Dessins  de Charles Fichot publiés dans L'Illustration du 13 juin 1874
 
 


De grandes fêtes viennent d'avoir lieu à Troyes, à l'occasion d'un concours de musique qui avait attiré un certain nombre de sociétés musicales accourues de divers points de la France.
Ces fêtes, dont le dessin que nous donnons représente les principaux épisodes, ont duré trois jours : les 31 mai, 1er et 2 juin.
La première journée a été la plus intéressante. A midi, défilé des sociétés musicales sous un soleil splendide, au milieu des rues pavoisées de drapeaux et d'oriflammes. La musique du 79ème de ligne ouvrait la marche.

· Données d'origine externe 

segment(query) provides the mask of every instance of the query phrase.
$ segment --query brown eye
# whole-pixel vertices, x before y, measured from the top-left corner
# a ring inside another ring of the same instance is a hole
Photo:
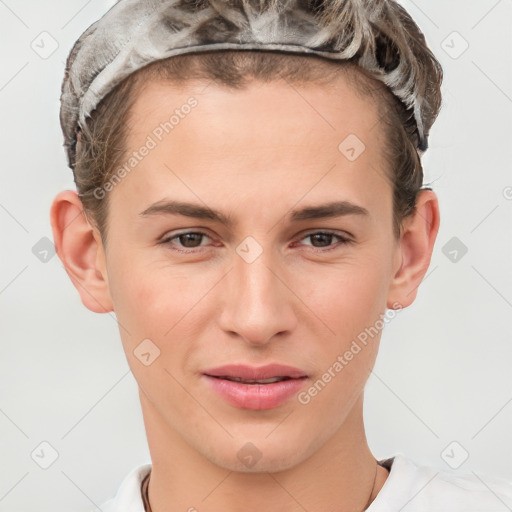
[[[311,244],[305,245],[311,245],[311,247],[313,249],[317,249],[318,252],[327,252],[331,249],[336,249],[341,245],[353,243],[353,240],[350,238],[336,233],[330,233],[328,231],[316,231],[314,233],[309,233],[302,237],[301,240],[306,240],[307,238],[311,240]],[[333,240],[338,240],[338,243],[333,245]]]
[[[180,241],[183,247],[199,247],[202,236],[202,233],[185,233],[183,235],[178,235],[176,238]],[[197,245],[197,242],[199,242],[199,245]]]
[[[164,238],[160,243],[164,245],[169,245],[172,250],[178,252],[194,252],[187,251],[181,249],[196,249],[201,247],[201,242],[203,238],[209,238],[206,233],[202,233],[201,231],[186,231],[184,233],[179,233],[174,236],[168,236]]]
[[[331,245],[332,239],[334,235],[331,233],[315,233],[314,235],[309,235],[313,247],[328,247]],[[319,242],[320,245],[315,245],[316,242]]]

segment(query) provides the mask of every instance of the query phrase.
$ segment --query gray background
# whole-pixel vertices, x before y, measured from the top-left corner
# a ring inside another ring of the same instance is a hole
[[[383,332],[370,447],[511,479],[512,2],[403,4],[445,71],[423,160],[441,228],[416,301]],[[0,0],[2,512],[96,509],[150,461],[115,316],[81,304],[46,239],[53,197],[74,188],[58,123],[64,61],[111,5]]]

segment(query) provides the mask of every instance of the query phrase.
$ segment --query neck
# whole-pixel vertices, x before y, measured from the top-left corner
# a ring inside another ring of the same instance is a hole
[[[377,466],[362,419],[363,396],[341,428],[311,457],[276,473],[234,472],[204,457],[140,393],[152,470],[152,512],[362,512],[388,476]]]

Les sociétés se suivaient à distance, chaque fanfare, chaque harmonie jouant son morceau. Vers deux heures, concours : au cirque, les orphéons ; place du Réservoir et place de la Tour, des fanfares ; à la Halle aux blés, les fanfares d'élite et les harmonies des divisions supérieures. A sept heures distribution des prix sur la place du Lycée, où une vaste estrade avait été élevée à cet effet. Enfin le soir entre neuf et dix heures, grande retraite aux flambeaux et cavalcade représentant l'entrée de Henri IV à Troyes en 1595. Feux de Bengale, brillantes illuminations, foule compacte.
A suivre...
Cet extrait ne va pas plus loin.